Now that bin Laden has been executed, there will be no trial to examine the U.S. government's connections to the man whose murder allegedly makes the world “safer”.
Nor will there be any difficult questions about the Taliban’s offers in 2001 to turn over bin Laden to the US for trial if Washington provided evidence of his crimes.
The Bush administration wanted the “war on terror” to project US power around the globe. September 11 was an opening for US leaders.
Then-national security adviser Condoleezza Rice urged aides to speculate about “how you capitalize on these opportunities” from September 11, as she told New Yorker magazine writer Nicholas Lehmann.
While most people were still dealing with the enormity of what happened on September 11, the US political and military establishment was demanding blood.
The nearly 10 years of the “war on terror” has taken an even greater toll ― at least 1 million people are dead as a result of the US war and occupation of Iraq alone.

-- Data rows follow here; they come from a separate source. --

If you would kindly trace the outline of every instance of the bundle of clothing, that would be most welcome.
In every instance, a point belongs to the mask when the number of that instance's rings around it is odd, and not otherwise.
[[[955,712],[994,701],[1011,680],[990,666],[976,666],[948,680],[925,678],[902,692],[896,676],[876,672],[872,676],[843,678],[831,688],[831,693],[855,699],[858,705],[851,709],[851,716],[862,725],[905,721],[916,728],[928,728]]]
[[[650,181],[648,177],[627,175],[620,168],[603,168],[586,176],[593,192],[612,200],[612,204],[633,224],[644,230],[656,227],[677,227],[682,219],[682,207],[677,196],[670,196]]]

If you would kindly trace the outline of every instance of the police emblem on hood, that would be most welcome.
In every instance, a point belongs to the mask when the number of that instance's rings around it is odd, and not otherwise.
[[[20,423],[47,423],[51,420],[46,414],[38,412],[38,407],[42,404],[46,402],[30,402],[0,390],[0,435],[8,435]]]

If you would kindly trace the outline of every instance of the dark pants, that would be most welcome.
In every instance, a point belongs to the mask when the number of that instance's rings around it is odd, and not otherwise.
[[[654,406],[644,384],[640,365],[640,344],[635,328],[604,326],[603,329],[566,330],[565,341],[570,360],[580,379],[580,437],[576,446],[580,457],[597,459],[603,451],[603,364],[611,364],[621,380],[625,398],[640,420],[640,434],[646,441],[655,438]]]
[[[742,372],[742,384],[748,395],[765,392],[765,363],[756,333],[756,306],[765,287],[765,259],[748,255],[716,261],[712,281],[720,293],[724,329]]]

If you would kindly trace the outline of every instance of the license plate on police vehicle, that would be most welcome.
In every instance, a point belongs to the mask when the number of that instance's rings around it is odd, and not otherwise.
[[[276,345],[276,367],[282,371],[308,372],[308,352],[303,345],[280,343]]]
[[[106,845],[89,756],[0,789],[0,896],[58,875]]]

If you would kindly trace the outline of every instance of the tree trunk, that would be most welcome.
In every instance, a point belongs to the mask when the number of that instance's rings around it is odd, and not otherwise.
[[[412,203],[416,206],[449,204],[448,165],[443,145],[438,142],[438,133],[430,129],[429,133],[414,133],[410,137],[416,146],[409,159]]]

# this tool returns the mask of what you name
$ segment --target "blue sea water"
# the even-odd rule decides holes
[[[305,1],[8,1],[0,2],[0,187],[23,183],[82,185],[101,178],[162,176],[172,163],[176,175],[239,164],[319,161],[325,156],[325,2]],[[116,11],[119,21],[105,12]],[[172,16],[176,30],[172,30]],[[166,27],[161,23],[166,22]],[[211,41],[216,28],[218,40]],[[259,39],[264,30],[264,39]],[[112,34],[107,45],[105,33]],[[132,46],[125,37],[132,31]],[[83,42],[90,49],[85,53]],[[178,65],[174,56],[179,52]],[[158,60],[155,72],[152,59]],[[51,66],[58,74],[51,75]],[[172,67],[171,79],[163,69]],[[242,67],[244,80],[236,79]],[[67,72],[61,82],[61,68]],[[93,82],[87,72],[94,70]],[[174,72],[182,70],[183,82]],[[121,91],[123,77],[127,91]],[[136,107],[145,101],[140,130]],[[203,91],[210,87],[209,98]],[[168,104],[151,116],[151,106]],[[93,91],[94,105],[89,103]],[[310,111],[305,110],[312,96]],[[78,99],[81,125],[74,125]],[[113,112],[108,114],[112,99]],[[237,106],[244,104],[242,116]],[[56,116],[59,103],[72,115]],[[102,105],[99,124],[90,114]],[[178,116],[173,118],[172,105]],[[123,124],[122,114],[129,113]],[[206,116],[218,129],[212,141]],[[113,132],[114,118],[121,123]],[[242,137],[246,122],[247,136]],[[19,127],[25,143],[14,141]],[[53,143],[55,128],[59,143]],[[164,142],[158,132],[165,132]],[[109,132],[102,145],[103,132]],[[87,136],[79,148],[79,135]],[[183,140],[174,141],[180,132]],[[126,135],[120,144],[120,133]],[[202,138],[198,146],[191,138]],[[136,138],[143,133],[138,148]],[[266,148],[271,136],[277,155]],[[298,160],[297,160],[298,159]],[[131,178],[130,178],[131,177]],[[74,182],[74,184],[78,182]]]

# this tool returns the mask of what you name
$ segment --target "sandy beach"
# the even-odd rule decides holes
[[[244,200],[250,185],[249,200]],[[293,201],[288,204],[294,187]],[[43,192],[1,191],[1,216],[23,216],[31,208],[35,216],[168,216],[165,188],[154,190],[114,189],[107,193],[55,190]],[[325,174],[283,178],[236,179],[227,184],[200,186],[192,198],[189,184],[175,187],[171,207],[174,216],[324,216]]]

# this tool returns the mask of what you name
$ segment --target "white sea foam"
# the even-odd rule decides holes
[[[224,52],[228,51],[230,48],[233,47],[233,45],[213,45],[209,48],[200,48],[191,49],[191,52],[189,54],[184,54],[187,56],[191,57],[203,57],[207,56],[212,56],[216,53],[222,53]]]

US military action has spread from Afghanistan to Iraq, and now to Pakistan, Libya and many more countries.
The “war on terror”, justified as the only way to stamp out bin Laden and al-Qaeda, has made the world a more violent and dangerous place.
With every bomb that falls on an Afghan wedding party or every carload of Iraqis slaughtered at a checkpoint, the world’s only superpower created more despair and bitterness toward the US and its allies ― creating the circumstances in which terrorism can thrive.
Since the beginning of this year, the Middle East has become a focal point for the world for very different reasons.
From Tunisia and Egypt in northern Africa to Bahrain in the Persian Gulf and many countries in between, masses of people have risen up against dictators and regimes that uphold the imperialist order ― some of them backed wholeheartedly by the US and others more tentatively.
Bin Laden and al-Qaeda were made irrelevant by the actions of millions of people who rebelled on the basis of mass action and solidarity, not the violence of a small minority seeking to impose its religious views.
The assassination of bin Laden will help Washington in its attempts to retake the initiative with a revitalised “war on terror”.
We need to stand up against the grisly celebrations of bin Laden's killing ― and insist, as Martin Luther King did more than 40 years ago, that the “greatest purveyor of violence in the world” is the US government.